For a few years now I've been consciously practising a daily routine. At first it was an early morning walk but my feet became diseased and I replaced this routine with morning pages as recommended by Julia Cameron in her The Artist's Way program.

Although I feel I have benefited from that routine, I am looking around for a new one. I recently came across a translator of Rumi poetry, Zara Houshmand, who contributes to The Iranian. As she describes it:
Beginning in April 2000, I made a commitment to translate one of Rumi's quatrains each day for iranian.com. Jahanshah Javid chose the poems; it was part of my commitment that I would accept the choice, no matter how difficult, and do my best to create an equivalent poem in English.

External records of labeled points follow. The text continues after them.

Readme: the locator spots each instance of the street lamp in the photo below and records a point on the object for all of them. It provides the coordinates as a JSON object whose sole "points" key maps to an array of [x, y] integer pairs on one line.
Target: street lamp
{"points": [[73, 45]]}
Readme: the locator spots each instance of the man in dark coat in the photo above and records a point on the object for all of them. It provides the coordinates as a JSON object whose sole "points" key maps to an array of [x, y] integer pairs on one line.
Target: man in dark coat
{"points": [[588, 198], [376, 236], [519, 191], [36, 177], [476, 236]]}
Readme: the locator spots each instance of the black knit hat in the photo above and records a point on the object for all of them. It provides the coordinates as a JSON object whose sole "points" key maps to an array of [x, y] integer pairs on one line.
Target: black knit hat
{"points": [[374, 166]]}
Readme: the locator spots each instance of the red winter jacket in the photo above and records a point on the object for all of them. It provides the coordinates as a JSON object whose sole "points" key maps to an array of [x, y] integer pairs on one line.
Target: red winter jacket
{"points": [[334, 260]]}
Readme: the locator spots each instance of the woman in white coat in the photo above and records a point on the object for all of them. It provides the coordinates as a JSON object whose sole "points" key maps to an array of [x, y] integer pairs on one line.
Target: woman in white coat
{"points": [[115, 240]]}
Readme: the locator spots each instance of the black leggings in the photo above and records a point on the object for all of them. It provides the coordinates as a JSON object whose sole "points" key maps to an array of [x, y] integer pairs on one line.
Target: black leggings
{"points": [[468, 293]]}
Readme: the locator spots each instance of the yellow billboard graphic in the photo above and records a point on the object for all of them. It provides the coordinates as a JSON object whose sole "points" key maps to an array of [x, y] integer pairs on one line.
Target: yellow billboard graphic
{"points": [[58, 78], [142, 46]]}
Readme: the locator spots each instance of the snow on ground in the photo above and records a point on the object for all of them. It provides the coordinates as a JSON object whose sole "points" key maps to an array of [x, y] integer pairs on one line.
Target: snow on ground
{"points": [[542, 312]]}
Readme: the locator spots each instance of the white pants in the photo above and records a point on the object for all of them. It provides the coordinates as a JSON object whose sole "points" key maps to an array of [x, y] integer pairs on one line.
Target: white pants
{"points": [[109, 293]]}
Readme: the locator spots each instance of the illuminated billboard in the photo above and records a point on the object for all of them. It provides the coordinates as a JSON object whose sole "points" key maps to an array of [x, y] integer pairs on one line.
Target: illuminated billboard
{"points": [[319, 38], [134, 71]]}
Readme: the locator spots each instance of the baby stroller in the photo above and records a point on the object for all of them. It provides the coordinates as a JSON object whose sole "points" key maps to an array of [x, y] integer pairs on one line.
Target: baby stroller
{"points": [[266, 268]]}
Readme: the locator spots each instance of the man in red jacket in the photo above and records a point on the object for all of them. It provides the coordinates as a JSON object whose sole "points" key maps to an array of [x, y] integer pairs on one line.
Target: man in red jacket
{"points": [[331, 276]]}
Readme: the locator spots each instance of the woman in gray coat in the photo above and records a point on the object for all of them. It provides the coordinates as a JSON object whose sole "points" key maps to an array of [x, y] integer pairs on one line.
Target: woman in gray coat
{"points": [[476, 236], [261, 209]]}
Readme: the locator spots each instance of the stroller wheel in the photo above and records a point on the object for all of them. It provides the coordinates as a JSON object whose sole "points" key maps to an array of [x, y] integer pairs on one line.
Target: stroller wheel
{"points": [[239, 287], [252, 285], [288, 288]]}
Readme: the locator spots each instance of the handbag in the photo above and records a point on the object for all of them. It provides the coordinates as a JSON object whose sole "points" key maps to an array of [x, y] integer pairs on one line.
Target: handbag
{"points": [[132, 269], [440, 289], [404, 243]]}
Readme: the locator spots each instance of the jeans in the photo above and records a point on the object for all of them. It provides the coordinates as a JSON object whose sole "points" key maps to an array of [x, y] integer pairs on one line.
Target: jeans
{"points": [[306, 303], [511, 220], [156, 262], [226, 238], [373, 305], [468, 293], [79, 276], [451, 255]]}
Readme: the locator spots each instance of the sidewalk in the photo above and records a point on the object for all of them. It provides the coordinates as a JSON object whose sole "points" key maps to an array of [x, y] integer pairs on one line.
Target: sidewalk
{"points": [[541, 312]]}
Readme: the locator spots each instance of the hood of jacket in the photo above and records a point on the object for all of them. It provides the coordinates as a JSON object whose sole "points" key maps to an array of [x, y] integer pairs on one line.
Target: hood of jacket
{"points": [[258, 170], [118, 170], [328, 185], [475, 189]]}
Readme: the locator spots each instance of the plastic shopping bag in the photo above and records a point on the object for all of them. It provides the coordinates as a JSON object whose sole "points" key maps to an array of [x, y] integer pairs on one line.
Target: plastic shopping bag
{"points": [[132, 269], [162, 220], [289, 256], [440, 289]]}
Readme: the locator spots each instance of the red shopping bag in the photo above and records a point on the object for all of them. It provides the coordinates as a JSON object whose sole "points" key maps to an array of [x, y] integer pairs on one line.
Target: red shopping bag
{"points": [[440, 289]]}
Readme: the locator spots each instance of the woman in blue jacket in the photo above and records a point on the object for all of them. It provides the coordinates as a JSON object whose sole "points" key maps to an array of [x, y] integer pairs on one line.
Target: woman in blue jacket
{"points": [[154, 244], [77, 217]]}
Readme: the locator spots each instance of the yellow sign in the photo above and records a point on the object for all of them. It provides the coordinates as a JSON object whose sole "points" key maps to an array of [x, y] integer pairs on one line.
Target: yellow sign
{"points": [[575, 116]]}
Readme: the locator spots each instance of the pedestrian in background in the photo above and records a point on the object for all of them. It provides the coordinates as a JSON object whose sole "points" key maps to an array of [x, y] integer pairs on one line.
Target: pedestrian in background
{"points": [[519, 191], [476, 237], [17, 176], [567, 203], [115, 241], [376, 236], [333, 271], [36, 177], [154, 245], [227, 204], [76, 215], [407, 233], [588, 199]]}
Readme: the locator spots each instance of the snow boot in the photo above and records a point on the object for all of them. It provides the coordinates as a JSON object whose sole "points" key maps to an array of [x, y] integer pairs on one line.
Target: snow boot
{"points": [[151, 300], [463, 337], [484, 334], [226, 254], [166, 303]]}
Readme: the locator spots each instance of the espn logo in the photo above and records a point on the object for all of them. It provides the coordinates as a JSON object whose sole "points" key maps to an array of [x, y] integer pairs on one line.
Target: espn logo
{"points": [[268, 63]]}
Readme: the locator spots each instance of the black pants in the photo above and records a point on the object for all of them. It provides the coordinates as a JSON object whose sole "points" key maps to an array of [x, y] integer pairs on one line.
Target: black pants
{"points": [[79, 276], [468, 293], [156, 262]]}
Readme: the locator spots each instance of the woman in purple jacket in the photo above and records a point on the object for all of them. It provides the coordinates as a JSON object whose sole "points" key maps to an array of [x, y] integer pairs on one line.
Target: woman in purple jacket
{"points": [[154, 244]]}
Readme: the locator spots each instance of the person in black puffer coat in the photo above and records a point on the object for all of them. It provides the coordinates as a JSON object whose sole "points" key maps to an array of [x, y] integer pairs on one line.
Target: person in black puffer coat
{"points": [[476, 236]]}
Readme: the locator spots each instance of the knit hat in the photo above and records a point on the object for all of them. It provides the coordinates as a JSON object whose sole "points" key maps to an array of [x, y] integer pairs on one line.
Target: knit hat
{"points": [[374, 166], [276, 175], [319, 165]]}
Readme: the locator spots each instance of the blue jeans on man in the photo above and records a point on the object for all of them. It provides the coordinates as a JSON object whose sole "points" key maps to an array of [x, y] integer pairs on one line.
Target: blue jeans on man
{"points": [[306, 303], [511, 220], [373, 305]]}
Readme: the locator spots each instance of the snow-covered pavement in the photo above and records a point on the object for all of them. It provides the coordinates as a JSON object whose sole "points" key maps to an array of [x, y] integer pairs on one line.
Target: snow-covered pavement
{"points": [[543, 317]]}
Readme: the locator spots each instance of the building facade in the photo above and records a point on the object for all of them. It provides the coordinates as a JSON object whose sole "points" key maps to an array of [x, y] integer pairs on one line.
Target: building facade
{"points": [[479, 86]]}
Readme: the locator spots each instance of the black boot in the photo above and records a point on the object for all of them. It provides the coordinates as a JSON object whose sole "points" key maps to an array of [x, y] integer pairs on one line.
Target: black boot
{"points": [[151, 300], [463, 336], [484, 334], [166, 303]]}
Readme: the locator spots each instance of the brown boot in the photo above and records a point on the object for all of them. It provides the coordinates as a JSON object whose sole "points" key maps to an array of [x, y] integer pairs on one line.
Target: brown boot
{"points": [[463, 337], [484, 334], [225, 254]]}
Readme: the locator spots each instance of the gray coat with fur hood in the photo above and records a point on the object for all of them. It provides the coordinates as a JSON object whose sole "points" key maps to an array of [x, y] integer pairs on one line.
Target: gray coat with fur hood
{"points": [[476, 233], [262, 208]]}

There are just over 350 quatrains listed, almost one year's worth, and I thought I would use one each day on which to focus my writing here. I thought I'd start with one which contained the word "began" in its first line. Here it is along with an image of the original Persian script.


Persian script

When your love began to fill up my heart,

Whatever else I had was burnt away,

Logic and book-learning tossed on the fire.

Now I study song and poetry all day.



#606: From Rumi's Kolliyaat-e Shams-e Tabrizi



I'll leave this entry now but return later today to this theme.